I spent the last two weeks in the remote wilderness of Botswana.
This wasn’t just a safari. It was an immersion into the untamed natural world. During our time, we were surrounded by wild dogs, lions, leopards, hippos, elephants, and everything else in between.
The journey to our campsite was an odyssey in itself, involving jets, prop planes, and a helicopter ride (with one takeoff delayed by a family of warthogs crossing the airstrip!).
One afternoon in particular provided a lesson that changed my understanding of rest.
After driving around the bush for hours, we came across a pride of lions on the hunt (here’s a photo I snapped). For a while, they prowled their territory—a seamless blend of power and patience—before deciding it was time for a break.

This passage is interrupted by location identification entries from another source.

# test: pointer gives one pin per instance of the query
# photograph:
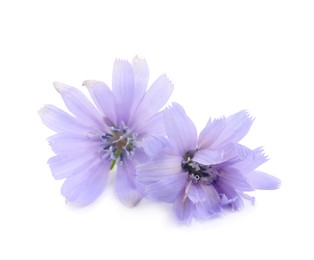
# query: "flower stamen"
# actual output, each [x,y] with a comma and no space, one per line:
[118,143]
[198,172]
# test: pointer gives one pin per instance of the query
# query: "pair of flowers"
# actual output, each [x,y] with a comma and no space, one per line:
[158,154]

What struck me wasn’t their decision to rest.
It was how they rested.
For me, “rest” means switching from one task to another—replacing work with reading, listening to music, watching movies, or other “active rest” activities. These are all fun diversions, a way to switch the mind’s tracks without completely stopping its journey.

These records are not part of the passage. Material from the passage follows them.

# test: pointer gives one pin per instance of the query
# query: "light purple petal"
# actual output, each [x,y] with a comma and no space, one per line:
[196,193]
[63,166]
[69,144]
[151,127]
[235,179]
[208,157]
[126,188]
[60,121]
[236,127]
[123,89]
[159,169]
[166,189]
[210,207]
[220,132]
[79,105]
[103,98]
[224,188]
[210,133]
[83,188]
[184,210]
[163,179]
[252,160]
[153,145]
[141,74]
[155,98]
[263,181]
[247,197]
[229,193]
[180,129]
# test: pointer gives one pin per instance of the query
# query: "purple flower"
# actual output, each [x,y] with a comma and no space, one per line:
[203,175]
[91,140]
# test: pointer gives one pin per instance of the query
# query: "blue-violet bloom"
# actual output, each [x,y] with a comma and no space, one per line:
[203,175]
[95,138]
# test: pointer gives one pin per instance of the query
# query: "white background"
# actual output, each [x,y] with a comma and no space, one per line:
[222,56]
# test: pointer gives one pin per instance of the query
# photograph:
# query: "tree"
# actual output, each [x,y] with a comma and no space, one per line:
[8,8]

But unlike humans, these lions surrendered entirely to rest. They sprawled out under the African sun, eyes closed, each muscle at ease (here’s a photo). This type of complete and unapologetic stillness might seem at odds with the idea of the lion as a symbol of constant vigilance and strength. Yet their power lied in recognizing when to pause and embrace complete rest.
This stark contrast between human and lion approaches to rest—active versus complete—struck a chord. Active rest merely diverts our energy from one channel to another, providing a change of scenery. But complete rest pulls us off the mental merry-go-round, offering our minds and bodies a chance to reset in a way that partial engagement can’t.

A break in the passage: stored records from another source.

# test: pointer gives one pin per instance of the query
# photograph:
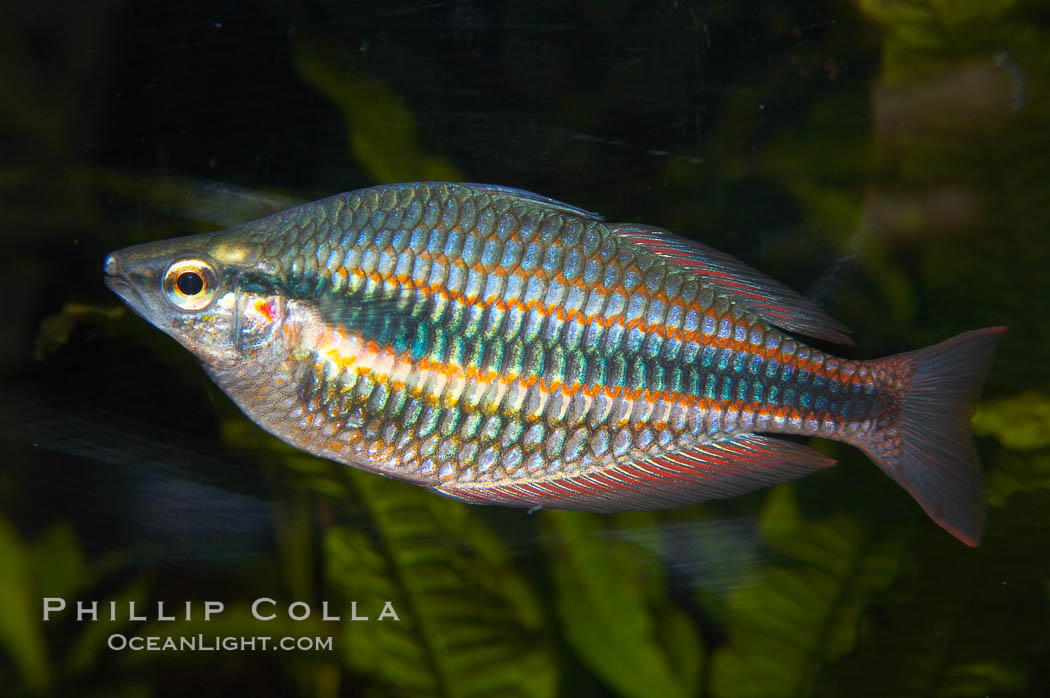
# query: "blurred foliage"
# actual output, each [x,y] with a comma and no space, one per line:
[891,156]
[381,129]
[1021,422]
[803,611]
[615,613]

Inspired, I began experimenting with this lion-like form of rest. Instead of switching tasks as a mental break, I embraced stillness. I would lie down for 15 minutes—not to take a nap—but to disconnect entirely, close my eyes, and just be. No podcasts to stimulate thought, no books to engage the mind. Just a complete shutdown of all my senses.
The results were astonishing. This practice of “doing nothing” rejuvenated me more than any active rest ever had—enhancing my presence, focus, and creativity in every aspect of life. What would normally take me two hours took one. This experiment has morphed into a lifestyle, one that honors the natural rhythms of action and rest.
You might be thinking, “I’m too busy to completely rest. I’ve got responsibilities that can’t be ignored.”
But here’s the thing: These lions prioritized rest despite their hunger and despite the dangers lurking nearby. Their situation was truly life-or-death. Your PowerPoint presentation pales in comparison. If they can rest, so can you.
If you’re feeling a low-level form of tiredness throughout the day, you might be relying too much on active rest and too little on complete rest.
So, the next time you hesitate to take a full break, thinking of your endless to-do list or looming deadlines, remember the lions of Botswana. Give yourself the permission to rest fully, to shut down completely—even if just for a short while.
You’ll find that sometimes, the most productive thing you can do is absolutely nothing at all.